The English proverb ‘It never rains, but it pours’ is apt to describe one of the great sustainability challenges facing humanity in the 21st Century. Earlier this year the secretary general of the Norwegian Refugee Council, Elisabeth Rasmusson stated, “The intensity and frequency of extreme weather events is increasing, and this trend is only set to continue. With all probability, the number of those affected and displaced will rise as human-induced climate change comes into full force.” [1]
Putting Rasmusson’s statement into perspective, in 2010 forty two million people were displaced by natural disasters, of which an estimated 90% were displaced by extreme weather events, including flooding, hurricanes and tornadoes. [2]

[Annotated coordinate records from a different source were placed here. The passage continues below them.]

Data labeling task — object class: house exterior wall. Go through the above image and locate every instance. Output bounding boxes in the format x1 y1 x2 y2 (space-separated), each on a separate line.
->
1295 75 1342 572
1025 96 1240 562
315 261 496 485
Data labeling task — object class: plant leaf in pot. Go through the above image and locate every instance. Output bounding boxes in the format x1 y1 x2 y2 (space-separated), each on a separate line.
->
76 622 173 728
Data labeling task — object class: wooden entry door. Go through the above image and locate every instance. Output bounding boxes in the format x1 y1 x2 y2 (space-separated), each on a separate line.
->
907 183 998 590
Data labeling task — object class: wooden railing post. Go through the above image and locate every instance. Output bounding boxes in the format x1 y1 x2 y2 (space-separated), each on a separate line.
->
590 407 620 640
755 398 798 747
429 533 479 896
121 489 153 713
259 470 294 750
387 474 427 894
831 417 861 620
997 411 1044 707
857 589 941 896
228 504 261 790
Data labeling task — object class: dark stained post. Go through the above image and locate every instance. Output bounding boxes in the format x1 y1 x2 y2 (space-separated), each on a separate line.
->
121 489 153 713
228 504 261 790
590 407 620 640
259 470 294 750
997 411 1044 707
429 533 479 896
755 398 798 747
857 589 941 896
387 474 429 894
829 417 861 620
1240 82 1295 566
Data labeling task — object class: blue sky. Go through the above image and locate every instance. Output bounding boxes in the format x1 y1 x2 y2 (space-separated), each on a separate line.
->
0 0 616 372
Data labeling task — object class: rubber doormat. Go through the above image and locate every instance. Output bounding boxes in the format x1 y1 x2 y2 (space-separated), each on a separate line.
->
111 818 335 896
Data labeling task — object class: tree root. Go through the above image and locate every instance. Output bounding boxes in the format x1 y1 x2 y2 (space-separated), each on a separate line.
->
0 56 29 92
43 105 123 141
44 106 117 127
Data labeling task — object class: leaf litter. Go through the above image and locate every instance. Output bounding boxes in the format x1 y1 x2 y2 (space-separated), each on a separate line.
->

The extreme weather trend continued into 2011 and by August The National Climatic Data Center (NCDC) had already reported ten billion-dollar weather disasters in the United States, including the Groundhog Day Blizzard, the Mississippi River Flooding, the Southern Plains/Southwest Drought, Heatwave and Wildfires, several major tornado outbreaks and Hurricane Irene. Dubbed ‘mega-disasters’ these events were mega-expensive and cost an estimated sum exceeding US$45 billion.
In June 2011 Bernard Weinstein of the Southern Methodist University in Dallas stated “There is a $15,000 billion economy in the US” [3] that is able to “absorb” the cost of extreme weather events, which leaves a clear deficit if, as climatologists anticipate, frequent ‘mega’ weather events become as frequent as they have been of late.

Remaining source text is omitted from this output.